PC Gaming: Xbox-Handheld startet mit knappen Beständen
Der neue Asus ROG Xbox Ally X ( Test auf Golem ) ist erst seit wenigen Tagen auf dem Markt, doch schon jetzt ist er schwer zu bekommen. In den USA und auch in Deutschland berichten Händler von extrem knappen Beständen für das 900 Euro teure, leistungsstärkere X-Modell (schwarz). Die weiße Version (ohne X im Namen) ist für 600 Euro gut verfügbar.

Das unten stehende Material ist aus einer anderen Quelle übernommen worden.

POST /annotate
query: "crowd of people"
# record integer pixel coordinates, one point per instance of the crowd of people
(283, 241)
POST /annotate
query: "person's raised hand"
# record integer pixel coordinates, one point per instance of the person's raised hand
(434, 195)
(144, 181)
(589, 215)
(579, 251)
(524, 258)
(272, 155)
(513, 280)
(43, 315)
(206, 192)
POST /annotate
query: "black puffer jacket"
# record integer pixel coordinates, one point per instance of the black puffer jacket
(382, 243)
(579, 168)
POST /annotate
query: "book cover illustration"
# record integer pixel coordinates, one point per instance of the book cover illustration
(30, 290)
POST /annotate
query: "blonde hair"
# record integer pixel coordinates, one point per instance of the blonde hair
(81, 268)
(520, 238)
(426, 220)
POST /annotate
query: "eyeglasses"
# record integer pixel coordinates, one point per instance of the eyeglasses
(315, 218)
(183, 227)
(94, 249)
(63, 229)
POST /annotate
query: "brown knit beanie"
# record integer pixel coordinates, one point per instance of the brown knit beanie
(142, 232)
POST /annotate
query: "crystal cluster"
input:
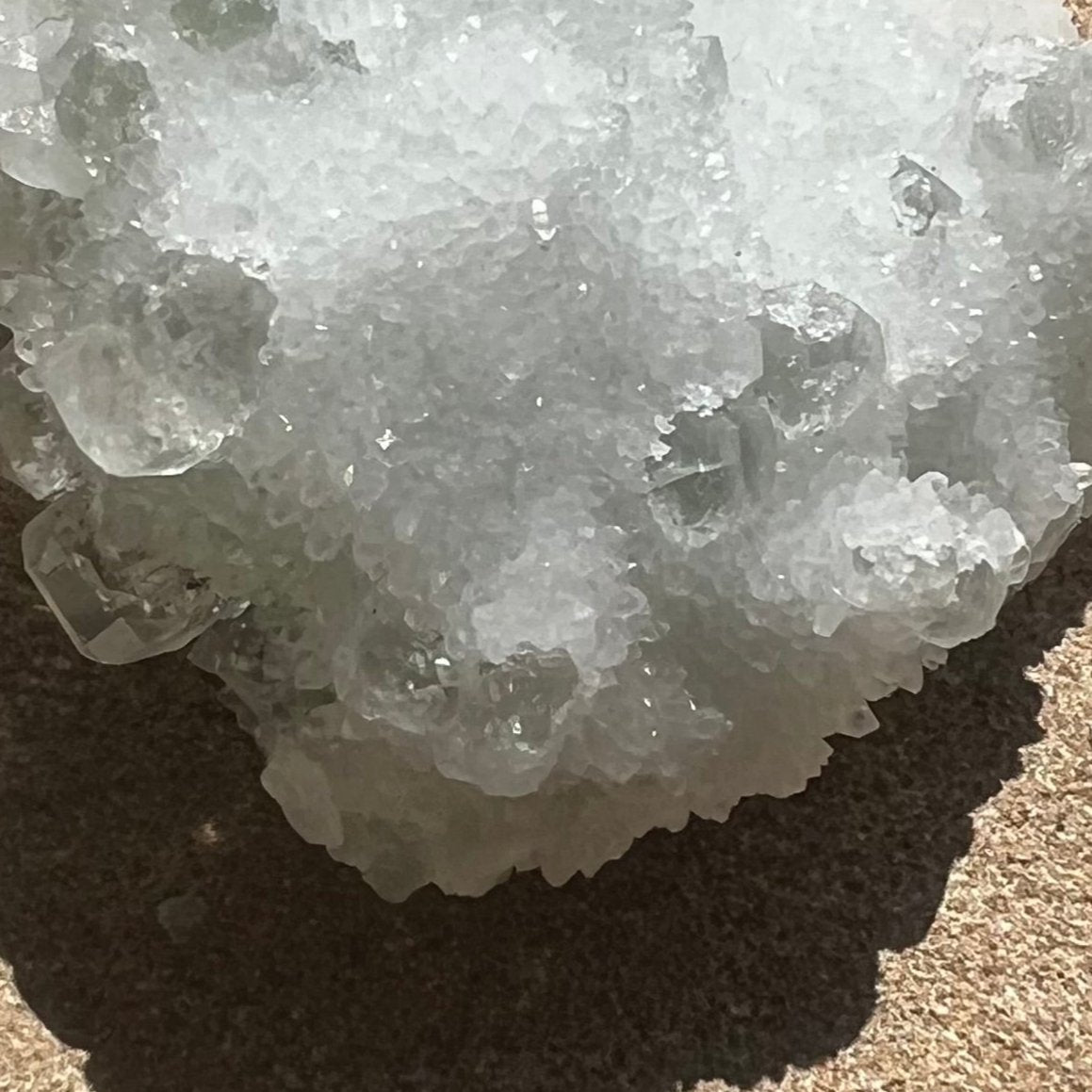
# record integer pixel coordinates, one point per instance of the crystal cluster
(554, 417)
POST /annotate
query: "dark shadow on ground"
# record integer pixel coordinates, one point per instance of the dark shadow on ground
(724, 952)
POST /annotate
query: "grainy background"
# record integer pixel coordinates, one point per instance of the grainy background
(918, 920)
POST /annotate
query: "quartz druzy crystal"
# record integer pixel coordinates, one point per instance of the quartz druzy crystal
(554, 418)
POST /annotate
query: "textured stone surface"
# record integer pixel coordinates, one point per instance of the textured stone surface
(720, 953)
(580, 431)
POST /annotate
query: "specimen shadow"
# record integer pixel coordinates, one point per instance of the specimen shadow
(160, 914)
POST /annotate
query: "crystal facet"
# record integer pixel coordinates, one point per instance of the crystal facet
(556, 419)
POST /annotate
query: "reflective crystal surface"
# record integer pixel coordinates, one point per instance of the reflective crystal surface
(556, 418)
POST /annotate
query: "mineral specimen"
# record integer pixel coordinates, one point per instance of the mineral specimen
(556, 417)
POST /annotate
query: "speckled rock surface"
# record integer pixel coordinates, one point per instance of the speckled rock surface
(725, 953)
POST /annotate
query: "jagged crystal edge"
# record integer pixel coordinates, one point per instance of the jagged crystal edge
(553, 421)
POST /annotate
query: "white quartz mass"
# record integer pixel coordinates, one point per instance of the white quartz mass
(555, 417)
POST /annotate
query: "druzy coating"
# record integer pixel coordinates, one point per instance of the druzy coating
(551, 418)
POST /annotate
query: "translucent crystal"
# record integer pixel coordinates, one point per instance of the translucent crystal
(556, 419)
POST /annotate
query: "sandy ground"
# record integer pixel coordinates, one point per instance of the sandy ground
(163, 921)
(918, 920)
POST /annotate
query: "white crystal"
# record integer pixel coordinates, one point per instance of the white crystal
(595, 406)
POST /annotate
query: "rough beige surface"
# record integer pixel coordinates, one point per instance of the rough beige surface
(720, 958)
(163, 920)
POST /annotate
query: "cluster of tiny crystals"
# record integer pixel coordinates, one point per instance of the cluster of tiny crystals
(550, 418)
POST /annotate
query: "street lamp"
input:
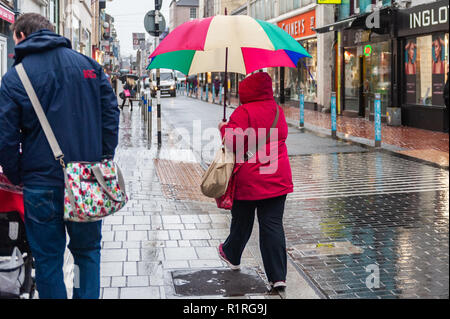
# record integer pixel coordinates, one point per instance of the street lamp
(16, 9)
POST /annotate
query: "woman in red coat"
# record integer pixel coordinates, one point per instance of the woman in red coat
(263, 181)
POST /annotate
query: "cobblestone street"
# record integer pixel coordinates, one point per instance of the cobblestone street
(354, 212)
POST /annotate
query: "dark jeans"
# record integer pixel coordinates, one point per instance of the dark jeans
(46, 233)
(271, 234)
(129, 99)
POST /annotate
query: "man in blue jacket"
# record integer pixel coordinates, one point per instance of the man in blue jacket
(82, 110)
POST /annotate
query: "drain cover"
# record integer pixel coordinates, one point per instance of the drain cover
(208, 282)
(328, 249)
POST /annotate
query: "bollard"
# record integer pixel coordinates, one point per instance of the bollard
(302, 109)
(149, 124)
(377, 120)
(142, 106)
(333, 115)
(158, 117)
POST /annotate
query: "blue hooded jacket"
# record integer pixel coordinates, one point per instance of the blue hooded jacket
(77, 99)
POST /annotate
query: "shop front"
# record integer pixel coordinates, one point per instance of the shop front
(303, 78)
(6, 39)
(366, 72)
(424, 47)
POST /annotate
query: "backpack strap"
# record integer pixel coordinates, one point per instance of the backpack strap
(251, 152)
(57, 153)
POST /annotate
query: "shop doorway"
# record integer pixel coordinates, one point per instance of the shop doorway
(3, 56)
(363, 87)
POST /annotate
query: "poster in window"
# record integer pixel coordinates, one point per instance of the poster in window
(438, 65)
(410, 70)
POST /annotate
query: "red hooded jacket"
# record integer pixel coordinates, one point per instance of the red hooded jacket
(268, 173)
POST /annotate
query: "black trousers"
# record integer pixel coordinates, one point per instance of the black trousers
(125, 99)
(271, 234)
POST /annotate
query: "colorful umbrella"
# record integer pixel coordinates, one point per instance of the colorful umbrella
(237, 44)
(201, 46)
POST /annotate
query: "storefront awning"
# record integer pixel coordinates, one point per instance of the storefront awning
(339, 25)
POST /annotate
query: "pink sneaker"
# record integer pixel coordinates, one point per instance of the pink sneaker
(224, 258)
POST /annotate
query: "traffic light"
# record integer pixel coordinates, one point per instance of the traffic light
(158, 4)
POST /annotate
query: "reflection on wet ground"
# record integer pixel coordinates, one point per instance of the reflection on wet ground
(404, 238)
(381, 221)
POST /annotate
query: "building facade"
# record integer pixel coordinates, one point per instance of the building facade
(6, 40)
(182, 11)
(391, 48)
(84, 22)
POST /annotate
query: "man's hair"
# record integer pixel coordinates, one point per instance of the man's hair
(29, 23)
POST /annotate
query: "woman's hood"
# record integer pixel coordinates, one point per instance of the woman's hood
(256, 87)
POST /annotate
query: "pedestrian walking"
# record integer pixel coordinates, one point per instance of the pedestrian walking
(256, 189)
(216, 85)
(127, 93)
(195, 84)
(446, 100)
(81, 108)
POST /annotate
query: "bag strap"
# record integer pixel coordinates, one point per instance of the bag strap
(251, 153)
(57, 153)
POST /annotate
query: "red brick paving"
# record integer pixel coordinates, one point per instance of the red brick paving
(424, 144)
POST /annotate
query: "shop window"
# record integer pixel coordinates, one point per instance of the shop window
(344, 10)
(352, 79)
(193, 13)
(377, 77)
(304, 77)
(425, 69)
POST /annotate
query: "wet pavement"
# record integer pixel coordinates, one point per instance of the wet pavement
(423, 144)
(164, 230)
(360, 223)
(359, 215)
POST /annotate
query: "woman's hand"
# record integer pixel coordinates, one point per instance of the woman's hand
(222, 123)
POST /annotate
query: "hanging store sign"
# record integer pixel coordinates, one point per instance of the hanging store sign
(6, 14)
(425, 18)
(300, 26)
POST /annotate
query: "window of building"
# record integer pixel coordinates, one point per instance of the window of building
(76, 28)
(193, 13)
(304, 76)
(53, 13)
(426, 64)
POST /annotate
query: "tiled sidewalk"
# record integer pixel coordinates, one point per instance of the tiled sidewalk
(423, 144)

Laut Tech-Youtuber Moore's Law is Dead(öffnet im neuen Fenster) liegt das allerdings weniger an einer sehr großen Nachfrage, als an bewusst geringen Produktionsmengen für die X-Variante. Auf Ebay werden die Geräte derzeit für rund 1.000 bis 1.100 Euro gehandelt – also nur leicht über dem offiziellen Preis.
Im Interview mit Variety erklärte Xbox-Präsidentin Sarah Bond(öffnet im neuen Fenster) , die Preisgestaltung für die Handhels sei primär von Asus festgelegt worden.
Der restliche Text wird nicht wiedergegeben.